5A. Parity-Fragility Relationship

Product A defines the structural parity region under steady-state assumptions; Product B must test that region under realistic operating and market constraints and explicitly invalidate portions that fail collapse criteria. In this note, the structural invalidation boundaries are feedstock > ~$931/tonne, CI > ~37.4 gCO2e/MJ, and effective credit < ~$1.35/gal.

6. Methods and Traceability

  • Fossil jet benchmark basis: $2.85/gal reference benchmark used in the parity equation (assets/data/notes/hefa-cost-parity-vs-fossil-jet/hefa_parity_inputs.json).
  • Feedstock benchmark basis: Base feedstock assumption $900/tonne with solved parity threshold of ~$930.8/tonne.
  • Hydrogen and utility assumptions: Hydrogen ~$0.65/gal, utilities ~$0.256/gal, catalyst ~$0.12/gal, fixed OPEX ~$0.416/gal, annualized CAPEX ~$0.903/gal.
  • Credit stack basis and scenario logic: Max credit modeled at $1.80/gal with CI-linked linear compression from 20 to 89 gCO2e/MJ; decision scenarios include no-credit, moderate-credit ($0.90/gal), modeled base credit (~$1.41/gal), and upper credit case.
  • Scenario grid specification: Feedstock sweep $350-$1,500/tonne and effective credit sweep $0.00-$2.00/gal exported to assets/data/notes/hefa-cost-parity-vs-fossil-jet/parity_surface_grid.csv.

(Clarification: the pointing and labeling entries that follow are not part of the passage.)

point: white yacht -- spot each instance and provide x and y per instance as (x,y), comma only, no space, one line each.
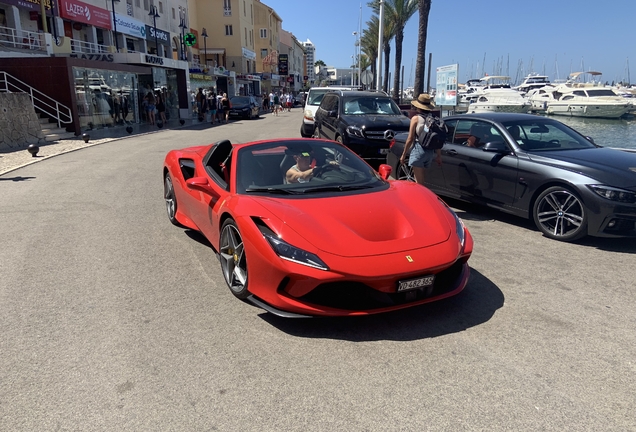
(532,82)
(579,98)
(496,95)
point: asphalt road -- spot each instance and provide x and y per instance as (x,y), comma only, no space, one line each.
(113,319)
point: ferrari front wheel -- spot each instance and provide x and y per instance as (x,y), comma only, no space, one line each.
(232,257)
(171,199)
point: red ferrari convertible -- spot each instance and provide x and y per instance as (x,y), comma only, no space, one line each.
(304,227)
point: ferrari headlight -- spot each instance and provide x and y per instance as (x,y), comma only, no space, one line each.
(294,254)
(355,131)
(614,194)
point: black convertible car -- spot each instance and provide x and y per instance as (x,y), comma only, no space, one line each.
(534,167)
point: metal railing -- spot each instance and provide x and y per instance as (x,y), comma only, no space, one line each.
(79,46)
(22,39)
(40,101)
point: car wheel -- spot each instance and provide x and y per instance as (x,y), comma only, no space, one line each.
(232,257)
(405,172)
(171,199)
(559,214)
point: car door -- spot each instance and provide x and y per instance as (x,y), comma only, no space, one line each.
(477,173)
(329,116)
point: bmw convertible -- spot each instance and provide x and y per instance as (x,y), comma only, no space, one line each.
(340,241)
(534,167)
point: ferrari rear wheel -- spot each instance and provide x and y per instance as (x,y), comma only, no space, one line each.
(232,257)
(560,214)
(171,200)
(405,172)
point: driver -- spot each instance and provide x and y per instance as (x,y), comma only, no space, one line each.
(303,171)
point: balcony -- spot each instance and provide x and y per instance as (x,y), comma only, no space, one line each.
(11,38)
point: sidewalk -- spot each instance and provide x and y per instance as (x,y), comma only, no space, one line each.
(12,160)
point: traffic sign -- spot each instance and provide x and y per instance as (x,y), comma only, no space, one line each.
(189,39)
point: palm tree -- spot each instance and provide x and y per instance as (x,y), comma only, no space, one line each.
(396,14)
(369,44)
(424,10)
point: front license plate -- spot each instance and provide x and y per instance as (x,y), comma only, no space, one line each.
(410,284)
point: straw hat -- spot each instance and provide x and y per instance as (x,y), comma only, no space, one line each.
(424,102)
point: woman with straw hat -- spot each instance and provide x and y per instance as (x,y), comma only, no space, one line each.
(420,158)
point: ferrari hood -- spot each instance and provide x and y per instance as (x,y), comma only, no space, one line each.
(395,220)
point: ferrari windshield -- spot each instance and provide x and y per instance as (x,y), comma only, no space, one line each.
(541,134)
(302,167)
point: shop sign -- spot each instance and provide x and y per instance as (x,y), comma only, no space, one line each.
(130,26)
(94,57)
(249,77)
(200,77)
(162,36)
(250,55)
(34,5)
(153,59)
(283,64)
(88,14)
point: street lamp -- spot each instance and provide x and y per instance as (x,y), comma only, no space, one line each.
(204,35)
(115,25)
(155,14)
(182,25)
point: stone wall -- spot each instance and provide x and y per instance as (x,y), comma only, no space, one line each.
(19,124)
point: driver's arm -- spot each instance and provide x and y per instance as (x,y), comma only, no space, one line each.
(293,175)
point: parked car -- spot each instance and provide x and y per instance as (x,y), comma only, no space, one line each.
(366,122)
(246,107)
(312,101)
(292,250)
(534,167)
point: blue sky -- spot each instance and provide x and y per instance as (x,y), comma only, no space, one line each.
(514,36)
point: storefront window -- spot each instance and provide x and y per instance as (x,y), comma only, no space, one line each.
(105,98)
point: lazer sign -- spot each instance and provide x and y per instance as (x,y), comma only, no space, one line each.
(130,26)
(85,13)
(162,36)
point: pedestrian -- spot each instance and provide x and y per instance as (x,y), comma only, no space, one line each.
(420,158)
(226,104)
(161,108)
(150,107)
(276,104)
(212,106)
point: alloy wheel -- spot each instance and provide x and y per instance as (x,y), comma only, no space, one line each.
(233,262)
(560,214)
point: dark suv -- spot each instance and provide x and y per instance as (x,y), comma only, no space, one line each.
(366,122)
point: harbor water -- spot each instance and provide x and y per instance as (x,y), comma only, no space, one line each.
(617,133)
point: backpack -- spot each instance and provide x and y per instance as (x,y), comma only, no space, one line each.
(435,138)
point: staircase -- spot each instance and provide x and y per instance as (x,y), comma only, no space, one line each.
(52,113)
(52,132)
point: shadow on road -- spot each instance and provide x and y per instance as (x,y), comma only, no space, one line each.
(474,306)
(18,178)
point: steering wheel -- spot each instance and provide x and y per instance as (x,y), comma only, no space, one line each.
(319,171)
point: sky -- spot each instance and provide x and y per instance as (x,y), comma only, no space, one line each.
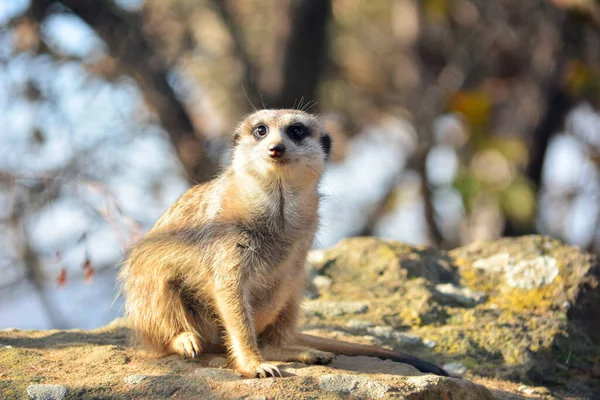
(101,132)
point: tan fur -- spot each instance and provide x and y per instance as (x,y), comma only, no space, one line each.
(223,268)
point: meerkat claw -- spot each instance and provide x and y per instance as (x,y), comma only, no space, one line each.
(186,345)
(267,370)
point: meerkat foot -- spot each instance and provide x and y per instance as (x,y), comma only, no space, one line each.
(262,370)
(185,344)
(304,355)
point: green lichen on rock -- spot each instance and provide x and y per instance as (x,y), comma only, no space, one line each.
(513,311)
(529,320)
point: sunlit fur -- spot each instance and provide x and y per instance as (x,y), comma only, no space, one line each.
(226,261)
(223,268)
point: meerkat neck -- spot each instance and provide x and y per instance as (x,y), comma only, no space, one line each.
(248,195)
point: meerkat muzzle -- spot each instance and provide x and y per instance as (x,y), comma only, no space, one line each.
(276,150)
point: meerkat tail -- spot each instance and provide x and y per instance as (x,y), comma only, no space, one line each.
(353,349)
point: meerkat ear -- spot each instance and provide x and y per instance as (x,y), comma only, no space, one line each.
(326,145)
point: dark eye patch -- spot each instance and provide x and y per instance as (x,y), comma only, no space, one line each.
(297,132)
(260,131)
(326,145)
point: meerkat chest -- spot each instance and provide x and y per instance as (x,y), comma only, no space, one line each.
(270,236)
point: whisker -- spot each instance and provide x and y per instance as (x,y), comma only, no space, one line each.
(248,98)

7. Publication Completion Checklist

  • Figure 1 benchmark framing complete and annotated
  • Figure 2 primary parity map complete with viability boundary language
  • Figure 3 MSP response complete with parity-threshold crossings
  • Figure 4 fragility-penalty metric complete with labeled slope
  • Figure 5 decision summary complete with threshold windows by credit scenario
  • Structural claim tied to viability-region collapse
  • Decision summary updated with final thresholds and confidence tag
  • Explicit parity-fragility relationship statement included (Section 5A)
  • Feedstock fragility slope disclosed as a decision output

This analysis applies the DG-PFF Parity Fragility Framework. This analysis extends DG-PFF beyond hydrogen systems, demonstrating applicability to SAF pathways under feedstock-driven cost uncertainty.